Noddies a thing of the past?
Posted 02 September 2007 - 08:15 AM
Of course, this also introduces the debate on good story telling and use of the medium. Some documentary film makers have used the jump cut and black frames to show their interview/time cuts. How far can you go alone this road in a news programme, especially since many news stories have little visual content other than "wallpaper" shots?
Posted 02 September 2007 - 04:11 PM
Simply because there were people caught out misusing their tools doesn't mean you ban the tools.
They are important tools, and should be used carefully. The issues that they should be looking at more closely instead have to do with bias & editorial 'spin'. These cause more harm than the use of noddies to edit the time frame.
Posted 02 September 2007 - 05:31 PM
Posted 03 September 2007 - 12:48 AM
Edited by James Steven Beverly, 03 September 2007 - 12:51 AM.
Posted 03 September 2007 - 04:53 PM
News should be no place for bullsh*t.
But you'll agree that simply banning an editing tool is not going to stop the BS.. In-fact its probably only going to breed more creative BSing.
Posted 04 September 2007 - 01:03 AM
I actually believe there should be federal laws that require networks to have a news hour that is exempt from ratings and network and governmental coercion. The Bill of Rights protects the freedom of the press from governmental censorship but not from multinational cooperation interference.
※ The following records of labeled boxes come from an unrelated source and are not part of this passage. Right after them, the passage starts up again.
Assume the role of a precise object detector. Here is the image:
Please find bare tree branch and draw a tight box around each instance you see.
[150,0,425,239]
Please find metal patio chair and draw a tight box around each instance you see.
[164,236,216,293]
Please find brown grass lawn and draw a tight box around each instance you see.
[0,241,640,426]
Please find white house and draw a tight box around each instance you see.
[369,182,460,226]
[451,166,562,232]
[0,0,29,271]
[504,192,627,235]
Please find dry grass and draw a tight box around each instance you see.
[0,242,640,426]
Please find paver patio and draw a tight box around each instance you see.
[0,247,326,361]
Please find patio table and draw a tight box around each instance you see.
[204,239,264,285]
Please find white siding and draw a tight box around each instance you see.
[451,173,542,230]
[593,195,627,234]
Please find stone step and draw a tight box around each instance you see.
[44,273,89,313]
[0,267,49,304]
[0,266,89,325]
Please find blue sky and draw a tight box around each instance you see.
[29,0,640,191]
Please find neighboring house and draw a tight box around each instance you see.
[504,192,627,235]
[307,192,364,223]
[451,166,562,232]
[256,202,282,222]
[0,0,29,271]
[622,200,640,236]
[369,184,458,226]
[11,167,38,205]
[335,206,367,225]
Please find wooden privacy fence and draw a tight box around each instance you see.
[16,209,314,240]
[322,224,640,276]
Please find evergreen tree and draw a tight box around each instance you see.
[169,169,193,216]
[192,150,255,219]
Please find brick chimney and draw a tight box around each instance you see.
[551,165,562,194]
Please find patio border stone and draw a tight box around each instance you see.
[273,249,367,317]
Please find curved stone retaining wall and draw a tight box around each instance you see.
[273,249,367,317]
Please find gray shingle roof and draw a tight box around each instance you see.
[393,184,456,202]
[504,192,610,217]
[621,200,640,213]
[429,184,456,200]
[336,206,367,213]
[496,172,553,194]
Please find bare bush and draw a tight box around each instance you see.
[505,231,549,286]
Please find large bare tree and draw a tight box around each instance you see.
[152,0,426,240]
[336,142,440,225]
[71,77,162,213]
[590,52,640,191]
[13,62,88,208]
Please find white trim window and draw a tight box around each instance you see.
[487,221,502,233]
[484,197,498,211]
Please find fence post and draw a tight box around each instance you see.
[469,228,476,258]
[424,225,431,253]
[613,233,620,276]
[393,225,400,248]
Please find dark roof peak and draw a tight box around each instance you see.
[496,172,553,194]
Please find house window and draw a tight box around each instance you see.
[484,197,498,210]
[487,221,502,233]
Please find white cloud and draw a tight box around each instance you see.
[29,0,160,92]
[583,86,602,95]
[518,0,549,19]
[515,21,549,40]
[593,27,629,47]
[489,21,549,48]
I think this ban is meant more to send a message than as censorship of artistic license, the message being the news is nothing to be played with, manipulated or fabricated at ANY level, It should be treated as sacred and news casters are the preists of that religion. I actually wish there where more stringent rules for integrity in hard news reporting here in the US because I feel it is our greatest defense against tyranny. At least your government is saying something about media manipulation of the public on some small level and I think THAT is important.
Edited by James Steven Beverly, 04 September 2007 - 01:07 AM.